Nobody knows where the word comes from although it originally referred to only one type of mixed drink, it is now a catchall term for mixed drinks in general. The following theories about its origins are ranked in order of implausibility.

  1. An Aztec noble once ordered his daughter, Princess Xochitl (or various spellings), to serve a mixed drink to a guest. Her name entered the language and became corrupted as 'cocktail'.
  2. Betsy Flanagan, an innkeeper during the American Revolution, stole a neighbour's chickens to serve to some French soldiers who were fighting on the American side. She used feathers from their tails to garnish their drinks, whereupon the military shouted in Franglais, 'Vive le cock-tail.'
  3. The word comes from the West African kaketal, meaning 'scorpion', which, like a cocktail, has a sting in its tail.
  4. Cock-ale was an old English ale, spiced, with a ground-up red cockerel mixed in – the word became applied to other drinks (containing neither beer nor cockerel) and gained a letter 't'.
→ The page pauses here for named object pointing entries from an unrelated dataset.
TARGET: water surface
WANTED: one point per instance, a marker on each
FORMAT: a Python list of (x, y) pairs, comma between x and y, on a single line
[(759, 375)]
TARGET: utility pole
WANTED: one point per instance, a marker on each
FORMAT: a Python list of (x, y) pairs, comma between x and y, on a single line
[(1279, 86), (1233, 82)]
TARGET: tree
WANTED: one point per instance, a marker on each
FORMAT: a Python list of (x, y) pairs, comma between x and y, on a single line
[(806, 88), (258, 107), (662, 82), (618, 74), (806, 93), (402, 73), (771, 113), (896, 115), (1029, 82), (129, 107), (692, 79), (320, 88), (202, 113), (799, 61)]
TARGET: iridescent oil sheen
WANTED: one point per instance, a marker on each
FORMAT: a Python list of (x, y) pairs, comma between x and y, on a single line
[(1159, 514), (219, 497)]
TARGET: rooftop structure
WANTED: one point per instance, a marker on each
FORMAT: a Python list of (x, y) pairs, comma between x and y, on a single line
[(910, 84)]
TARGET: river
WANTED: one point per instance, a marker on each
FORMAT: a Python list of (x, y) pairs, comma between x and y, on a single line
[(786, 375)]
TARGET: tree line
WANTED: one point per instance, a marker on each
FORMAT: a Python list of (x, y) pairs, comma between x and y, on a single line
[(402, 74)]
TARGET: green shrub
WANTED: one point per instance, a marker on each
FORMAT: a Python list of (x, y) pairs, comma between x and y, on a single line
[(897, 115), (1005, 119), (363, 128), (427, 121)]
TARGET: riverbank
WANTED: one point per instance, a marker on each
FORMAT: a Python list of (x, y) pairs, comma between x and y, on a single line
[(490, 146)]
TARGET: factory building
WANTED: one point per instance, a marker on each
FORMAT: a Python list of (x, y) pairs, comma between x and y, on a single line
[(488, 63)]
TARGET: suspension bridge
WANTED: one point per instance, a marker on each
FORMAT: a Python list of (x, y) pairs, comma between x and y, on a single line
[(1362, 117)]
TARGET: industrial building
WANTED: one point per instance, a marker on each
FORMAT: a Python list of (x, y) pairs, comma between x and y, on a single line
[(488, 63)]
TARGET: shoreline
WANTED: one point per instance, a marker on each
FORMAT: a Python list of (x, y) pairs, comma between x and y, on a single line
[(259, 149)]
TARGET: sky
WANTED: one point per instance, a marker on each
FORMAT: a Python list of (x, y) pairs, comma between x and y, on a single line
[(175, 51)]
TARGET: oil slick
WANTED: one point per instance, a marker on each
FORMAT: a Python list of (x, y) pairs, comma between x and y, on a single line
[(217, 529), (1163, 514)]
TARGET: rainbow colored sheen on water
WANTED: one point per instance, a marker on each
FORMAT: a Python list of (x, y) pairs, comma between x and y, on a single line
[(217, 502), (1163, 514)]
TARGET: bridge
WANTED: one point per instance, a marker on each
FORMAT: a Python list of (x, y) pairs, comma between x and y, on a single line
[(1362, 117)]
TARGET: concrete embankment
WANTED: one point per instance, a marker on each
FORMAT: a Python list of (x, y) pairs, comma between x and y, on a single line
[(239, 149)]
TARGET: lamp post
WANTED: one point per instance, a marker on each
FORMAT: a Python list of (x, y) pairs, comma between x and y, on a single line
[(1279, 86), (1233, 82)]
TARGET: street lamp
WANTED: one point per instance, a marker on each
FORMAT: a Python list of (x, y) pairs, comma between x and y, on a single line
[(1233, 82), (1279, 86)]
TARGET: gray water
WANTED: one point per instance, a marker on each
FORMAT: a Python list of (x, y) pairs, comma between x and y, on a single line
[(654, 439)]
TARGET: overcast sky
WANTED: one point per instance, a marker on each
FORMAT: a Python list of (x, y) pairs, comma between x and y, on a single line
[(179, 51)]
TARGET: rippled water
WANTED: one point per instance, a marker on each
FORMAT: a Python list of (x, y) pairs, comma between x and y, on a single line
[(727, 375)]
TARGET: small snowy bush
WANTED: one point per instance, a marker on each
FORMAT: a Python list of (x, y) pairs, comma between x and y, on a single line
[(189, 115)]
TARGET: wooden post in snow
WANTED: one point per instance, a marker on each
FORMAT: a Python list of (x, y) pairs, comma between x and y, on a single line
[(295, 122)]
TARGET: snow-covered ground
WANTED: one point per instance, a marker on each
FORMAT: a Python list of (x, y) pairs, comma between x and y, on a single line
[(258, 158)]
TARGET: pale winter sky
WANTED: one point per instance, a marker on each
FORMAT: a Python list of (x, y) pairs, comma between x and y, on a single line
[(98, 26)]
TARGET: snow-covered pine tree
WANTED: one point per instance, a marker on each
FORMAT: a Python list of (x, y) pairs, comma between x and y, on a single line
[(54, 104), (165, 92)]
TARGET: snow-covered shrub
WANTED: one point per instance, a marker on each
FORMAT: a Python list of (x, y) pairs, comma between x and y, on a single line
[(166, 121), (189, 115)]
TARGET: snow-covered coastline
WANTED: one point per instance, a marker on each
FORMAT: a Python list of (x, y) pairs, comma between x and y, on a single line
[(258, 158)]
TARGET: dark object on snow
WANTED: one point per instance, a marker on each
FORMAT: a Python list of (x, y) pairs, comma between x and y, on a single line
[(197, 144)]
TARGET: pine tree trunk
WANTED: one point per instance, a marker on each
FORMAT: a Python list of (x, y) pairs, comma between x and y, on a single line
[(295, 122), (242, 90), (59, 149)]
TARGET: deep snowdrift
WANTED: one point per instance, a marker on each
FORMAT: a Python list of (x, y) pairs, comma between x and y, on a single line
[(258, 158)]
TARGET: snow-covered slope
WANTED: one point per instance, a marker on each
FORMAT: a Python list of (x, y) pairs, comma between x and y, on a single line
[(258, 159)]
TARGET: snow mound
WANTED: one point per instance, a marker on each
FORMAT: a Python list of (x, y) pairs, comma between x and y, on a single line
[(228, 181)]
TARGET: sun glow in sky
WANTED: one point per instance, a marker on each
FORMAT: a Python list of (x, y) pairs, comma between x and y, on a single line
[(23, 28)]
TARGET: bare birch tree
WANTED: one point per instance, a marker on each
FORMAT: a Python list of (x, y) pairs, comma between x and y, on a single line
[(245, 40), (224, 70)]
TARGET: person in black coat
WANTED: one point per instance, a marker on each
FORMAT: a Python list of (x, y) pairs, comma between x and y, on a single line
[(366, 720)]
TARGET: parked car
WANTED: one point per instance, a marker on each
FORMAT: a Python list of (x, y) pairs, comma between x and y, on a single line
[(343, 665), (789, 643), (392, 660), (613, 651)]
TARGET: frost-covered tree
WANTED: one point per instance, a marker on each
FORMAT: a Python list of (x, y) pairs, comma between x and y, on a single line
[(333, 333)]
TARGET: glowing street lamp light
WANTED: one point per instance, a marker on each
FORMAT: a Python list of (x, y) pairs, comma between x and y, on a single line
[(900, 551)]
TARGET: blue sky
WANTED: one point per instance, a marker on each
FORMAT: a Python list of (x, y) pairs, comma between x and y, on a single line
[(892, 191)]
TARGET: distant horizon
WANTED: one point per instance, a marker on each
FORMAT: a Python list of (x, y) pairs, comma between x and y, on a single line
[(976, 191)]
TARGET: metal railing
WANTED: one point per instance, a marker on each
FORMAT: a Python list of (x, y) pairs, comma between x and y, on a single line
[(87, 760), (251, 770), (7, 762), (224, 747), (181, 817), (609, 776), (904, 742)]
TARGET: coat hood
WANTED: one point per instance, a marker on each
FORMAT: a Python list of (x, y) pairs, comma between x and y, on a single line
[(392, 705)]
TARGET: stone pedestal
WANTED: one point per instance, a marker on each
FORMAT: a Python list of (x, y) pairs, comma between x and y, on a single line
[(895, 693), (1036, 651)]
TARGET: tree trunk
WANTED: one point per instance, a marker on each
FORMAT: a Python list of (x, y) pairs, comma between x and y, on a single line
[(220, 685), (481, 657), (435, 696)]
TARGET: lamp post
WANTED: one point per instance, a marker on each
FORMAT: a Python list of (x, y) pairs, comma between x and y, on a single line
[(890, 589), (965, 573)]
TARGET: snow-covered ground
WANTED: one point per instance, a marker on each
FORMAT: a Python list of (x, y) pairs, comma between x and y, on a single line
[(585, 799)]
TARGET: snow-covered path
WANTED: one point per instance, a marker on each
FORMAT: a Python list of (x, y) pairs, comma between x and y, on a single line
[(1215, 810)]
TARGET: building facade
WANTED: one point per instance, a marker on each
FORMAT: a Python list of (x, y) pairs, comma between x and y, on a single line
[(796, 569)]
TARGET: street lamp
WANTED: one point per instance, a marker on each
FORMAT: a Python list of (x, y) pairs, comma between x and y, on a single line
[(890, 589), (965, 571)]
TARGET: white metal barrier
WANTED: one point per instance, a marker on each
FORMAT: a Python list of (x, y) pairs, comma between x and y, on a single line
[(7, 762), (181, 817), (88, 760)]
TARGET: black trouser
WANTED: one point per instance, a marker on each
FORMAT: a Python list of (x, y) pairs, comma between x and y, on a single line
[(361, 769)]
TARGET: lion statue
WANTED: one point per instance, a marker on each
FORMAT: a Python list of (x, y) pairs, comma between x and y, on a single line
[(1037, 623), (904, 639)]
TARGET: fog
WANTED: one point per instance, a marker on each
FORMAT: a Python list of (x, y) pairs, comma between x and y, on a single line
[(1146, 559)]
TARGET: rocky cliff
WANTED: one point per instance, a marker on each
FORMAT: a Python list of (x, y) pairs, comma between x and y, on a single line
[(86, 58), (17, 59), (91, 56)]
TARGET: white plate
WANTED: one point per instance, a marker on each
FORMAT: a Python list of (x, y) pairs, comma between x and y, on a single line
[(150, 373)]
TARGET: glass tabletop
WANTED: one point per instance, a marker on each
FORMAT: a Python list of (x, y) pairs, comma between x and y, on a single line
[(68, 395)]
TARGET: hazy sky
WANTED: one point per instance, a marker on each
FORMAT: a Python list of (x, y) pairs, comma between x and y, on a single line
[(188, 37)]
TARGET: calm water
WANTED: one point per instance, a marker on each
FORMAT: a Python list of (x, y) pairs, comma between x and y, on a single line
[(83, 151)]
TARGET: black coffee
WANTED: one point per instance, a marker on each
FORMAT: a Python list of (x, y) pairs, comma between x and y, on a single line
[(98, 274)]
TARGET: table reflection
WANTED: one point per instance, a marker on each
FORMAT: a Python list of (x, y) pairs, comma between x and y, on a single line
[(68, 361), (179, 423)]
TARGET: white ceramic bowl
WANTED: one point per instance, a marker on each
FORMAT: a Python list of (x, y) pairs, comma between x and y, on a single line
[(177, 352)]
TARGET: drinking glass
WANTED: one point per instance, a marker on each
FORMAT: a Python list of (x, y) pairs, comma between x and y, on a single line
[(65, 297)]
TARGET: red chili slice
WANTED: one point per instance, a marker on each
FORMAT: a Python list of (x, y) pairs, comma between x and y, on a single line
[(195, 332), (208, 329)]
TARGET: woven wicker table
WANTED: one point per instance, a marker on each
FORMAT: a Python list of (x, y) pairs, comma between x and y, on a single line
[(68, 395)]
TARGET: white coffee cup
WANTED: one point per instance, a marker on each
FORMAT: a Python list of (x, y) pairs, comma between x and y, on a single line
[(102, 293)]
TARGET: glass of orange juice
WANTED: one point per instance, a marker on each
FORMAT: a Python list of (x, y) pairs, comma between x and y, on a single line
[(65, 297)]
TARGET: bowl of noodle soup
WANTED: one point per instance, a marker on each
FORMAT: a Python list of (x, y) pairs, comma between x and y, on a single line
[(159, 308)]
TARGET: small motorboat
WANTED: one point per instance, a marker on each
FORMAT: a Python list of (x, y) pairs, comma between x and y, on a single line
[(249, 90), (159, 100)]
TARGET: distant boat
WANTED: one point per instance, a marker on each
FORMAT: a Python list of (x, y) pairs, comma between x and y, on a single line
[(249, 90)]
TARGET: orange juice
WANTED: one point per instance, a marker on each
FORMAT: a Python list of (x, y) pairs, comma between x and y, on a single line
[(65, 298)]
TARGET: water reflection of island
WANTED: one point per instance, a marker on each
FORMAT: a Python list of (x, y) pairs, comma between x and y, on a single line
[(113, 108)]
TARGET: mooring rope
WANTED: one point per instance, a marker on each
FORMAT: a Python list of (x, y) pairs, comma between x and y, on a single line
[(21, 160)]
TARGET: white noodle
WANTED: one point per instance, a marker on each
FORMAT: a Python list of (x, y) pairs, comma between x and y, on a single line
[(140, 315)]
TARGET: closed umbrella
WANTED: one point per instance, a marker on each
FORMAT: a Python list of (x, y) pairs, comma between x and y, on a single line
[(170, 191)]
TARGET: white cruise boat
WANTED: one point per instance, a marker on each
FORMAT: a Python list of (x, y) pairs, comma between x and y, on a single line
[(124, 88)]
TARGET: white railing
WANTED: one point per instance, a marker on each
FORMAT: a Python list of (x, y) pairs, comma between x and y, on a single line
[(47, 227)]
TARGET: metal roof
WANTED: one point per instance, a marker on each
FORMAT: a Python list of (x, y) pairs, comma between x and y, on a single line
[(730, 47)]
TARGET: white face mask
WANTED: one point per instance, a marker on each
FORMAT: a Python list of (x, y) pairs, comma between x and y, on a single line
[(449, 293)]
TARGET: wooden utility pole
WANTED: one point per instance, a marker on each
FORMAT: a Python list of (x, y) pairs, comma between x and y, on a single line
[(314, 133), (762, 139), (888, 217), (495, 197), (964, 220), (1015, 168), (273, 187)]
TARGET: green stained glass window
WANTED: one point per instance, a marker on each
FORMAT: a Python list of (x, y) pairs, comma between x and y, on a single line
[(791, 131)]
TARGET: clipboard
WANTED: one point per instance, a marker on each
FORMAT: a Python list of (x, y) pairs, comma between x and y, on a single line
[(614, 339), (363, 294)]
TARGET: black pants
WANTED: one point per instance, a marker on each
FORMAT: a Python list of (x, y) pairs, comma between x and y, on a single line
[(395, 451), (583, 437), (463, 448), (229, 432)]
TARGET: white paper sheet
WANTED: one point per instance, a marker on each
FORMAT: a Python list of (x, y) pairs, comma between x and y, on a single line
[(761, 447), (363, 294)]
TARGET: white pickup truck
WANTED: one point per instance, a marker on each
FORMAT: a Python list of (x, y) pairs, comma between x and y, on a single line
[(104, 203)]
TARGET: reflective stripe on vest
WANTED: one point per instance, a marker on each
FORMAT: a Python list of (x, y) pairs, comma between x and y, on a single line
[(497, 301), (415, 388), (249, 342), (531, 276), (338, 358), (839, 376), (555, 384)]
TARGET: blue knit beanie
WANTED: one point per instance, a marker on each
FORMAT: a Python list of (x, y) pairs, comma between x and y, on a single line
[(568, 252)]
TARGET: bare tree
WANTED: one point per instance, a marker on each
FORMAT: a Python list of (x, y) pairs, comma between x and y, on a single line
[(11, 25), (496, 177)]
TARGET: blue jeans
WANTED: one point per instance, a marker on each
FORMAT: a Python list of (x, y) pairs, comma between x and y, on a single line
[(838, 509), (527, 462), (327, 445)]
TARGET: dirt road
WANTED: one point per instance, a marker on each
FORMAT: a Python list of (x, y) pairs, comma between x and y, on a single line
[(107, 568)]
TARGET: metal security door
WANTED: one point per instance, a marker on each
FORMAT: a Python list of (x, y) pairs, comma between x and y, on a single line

  5. In a Mexican tavern, English sailors noticed that mixed drinks were stirred with the root of a plant known as cola de gallo, or in English 'cock's tail': the sailors brought the name to England, and thence to the US.
  6. Coquetel was a term for a mixed drink in Bordeaux, which rapidly became 'cocktail' in America.
    Coquetier is French for an egg cup, the vessel in which Antoine-Amedée Peychaud of bitters fame prepared his mixes. Anglo-American pronunciation rapidly turned it into 'cocktail'.
  7. In some old taverns, the last dregs of booze from the barrels of spirits, known as the cock-tailings, were chucked together and sold off cheap to drinkers, who would then call for 'cocktailings', later shortened to cocktails.
  8. Lastly, and we think most plausibly, we are back where this page started, with the Oxford English Dictionary and the English term for a horse with a docked tail being a sign of their mixed blood. Hence a cocktail meant not just a mixed horse but a mixed drink.